Two features $x_0$, and $x_1$ have similar importances, as can be seen from the picture above, while the importance of $x_2$ is much less (ideally, it should be zero).

Let's scale one feature relative to another, and see what happens to feature importances.

y = -0.2 + 0.4 * x0 + np.sin(6 * np.pi * x1)

enter image description here

Feature importances according to random forest:

[0.01887166 0.97918728 0.00194106]

Feature importances according to gradient boosting:

[2.08344663e-02 9.79105292e-01 6.02418447e-05]

The second feature is more important. Let's scale them differently.

y = -1 + 2 * x0 + 0.2 * np.sin(6 * np.pi * x1)

enter image description here

Feature importances according to random forest:

[0.9545089  0.03933793 0.00615317]

Feature importances according to gradient boosting:

[9.48205203e-01 5.17843116e-02 1.04852064e-05]

Now the first feature is more important.

We could easily evaluate feature importances with ensemble algorithms, and they make sense. The feature that greater influences the answer is more important.
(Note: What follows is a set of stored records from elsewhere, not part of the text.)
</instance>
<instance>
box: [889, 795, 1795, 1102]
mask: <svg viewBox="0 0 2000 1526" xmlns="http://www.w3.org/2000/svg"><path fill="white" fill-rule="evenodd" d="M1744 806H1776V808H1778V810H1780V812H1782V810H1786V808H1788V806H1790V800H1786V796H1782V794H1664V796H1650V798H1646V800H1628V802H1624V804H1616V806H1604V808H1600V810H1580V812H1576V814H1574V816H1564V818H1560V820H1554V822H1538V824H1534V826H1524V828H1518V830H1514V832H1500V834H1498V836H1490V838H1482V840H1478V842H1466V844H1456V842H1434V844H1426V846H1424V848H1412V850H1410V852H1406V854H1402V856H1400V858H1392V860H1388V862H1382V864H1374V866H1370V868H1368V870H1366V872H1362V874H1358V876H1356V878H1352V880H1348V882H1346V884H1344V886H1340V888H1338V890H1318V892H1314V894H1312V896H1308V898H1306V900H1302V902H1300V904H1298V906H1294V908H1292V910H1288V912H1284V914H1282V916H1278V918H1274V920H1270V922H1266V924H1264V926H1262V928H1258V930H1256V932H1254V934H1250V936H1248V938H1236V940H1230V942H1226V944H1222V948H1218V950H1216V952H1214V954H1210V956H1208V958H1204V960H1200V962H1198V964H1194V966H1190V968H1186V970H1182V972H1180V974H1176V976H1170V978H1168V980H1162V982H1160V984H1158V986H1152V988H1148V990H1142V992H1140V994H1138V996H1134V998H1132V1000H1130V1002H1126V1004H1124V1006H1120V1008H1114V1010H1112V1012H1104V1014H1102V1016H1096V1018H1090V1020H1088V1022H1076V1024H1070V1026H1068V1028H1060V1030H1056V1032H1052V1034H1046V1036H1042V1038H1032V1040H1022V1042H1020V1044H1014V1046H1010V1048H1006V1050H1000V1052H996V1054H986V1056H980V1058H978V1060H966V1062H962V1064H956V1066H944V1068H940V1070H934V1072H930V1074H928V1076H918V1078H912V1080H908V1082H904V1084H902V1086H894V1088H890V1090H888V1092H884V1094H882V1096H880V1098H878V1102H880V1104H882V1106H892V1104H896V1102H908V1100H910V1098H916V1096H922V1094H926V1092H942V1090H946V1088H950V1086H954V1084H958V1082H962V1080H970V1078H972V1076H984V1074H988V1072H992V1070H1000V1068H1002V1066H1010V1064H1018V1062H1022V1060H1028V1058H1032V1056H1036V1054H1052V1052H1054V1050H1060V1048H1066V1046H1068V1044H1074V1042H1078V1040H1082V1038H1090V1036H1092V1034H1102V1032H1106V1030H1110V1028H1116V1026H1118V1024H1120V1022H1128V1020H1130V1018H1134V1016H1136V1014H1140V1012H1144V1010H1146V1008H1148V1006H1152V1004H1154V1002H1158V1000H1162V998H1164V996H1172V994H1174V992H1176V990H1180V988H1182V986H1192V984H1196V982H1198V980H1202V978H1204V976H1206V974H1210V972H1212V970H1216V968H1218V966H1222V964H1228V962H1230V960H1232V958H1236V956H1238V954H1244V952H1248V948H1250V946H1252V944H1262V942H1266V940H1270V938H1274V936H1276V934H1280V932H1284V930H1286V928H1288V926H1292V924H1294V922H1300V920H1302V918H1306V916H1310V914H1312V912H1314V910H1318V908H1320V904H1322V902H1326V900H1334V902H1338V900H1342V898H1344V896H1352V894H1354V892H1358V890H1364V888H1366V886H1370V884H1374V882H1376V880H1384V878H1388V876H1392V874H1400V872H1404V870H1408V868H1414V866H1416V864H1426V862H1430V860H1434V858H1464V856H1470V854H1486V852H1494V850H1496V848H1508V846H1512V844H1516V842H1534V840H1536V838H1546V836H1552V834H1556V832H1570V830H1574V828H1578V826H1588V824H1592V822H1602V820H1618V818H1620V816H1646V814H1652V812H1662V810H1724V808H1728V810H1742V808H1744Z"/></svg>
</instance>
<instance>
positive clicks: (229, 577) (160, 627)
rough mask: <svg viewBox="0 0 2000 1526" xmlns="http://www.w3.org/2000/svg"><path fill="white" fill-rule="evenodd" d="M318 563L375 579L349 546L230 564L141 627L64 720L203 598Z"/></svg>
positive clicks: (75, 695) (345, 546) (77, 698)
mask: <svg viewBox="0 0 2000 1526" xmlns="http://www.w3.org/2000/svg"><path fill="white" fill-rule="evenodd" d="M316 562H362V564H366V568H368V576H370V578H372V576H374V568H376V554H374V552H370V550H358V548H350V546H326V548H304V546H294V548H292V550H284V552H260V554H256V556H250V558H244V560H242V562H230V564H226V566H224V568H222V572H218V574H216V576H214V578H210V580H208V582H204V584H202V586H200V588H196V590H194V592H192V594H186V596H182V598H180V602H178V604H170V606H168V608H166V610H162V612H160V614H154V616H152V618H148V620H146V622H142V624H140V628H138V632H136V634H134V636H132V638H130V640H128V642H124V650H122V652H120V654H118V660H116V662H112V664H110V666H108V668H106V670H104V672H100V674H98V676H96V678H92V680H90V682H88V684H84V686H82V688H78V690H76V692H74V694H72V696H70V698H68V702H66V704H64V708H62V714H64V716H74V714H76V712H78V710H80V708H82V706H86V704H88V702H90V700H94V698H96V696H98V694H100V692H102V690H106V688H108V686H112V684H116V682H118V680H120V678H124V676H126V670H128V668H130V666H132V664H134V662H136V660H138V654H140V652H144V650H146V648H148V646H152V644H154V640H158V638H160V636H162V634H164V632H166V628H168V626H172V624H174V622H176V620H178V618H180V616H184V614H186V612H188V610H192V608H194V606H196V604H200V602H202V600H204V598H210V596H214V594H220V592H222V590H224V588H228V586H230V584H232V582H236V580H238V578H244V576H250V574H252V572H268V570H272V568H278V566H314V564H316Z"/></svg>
From the pictures, we also see the meaning of each feature. However, we cannot get the meaning easily from the ensemble algorithms. Usually, for many algorithms, it is easier to evaluate feature importances than interpret the meaning of features.

If the question of feature meanings can be answered by analyzing a certain algorithm, that algorithm is interpretable. Otherwise, it will be called uninterpretable, black box, or something like that. The feature is still there, its role doesn't change, no mater if a human can interpret it or not.

Even if you take the same class of algorithms, say, decision trees, you can build different decision trees for the same problem, depending on the method of tree growing. I illustrated it on the XOR example in this answer: link where two trees for the same problem are constructed, one being interpretable, the other is not.

As far as the modification of features is concerned, every algorithm modifies features. Even the decision tree does that. When it chooses a subset of a feature, it is equivalent to the multiplication of the feature by an indicator function $I(x)$: if $x<x_0$ then $I(x) = 0$ else $I(x) = 1$. Other algorithms modify features differently. Ensemble methods are nor more harmful to features than any other.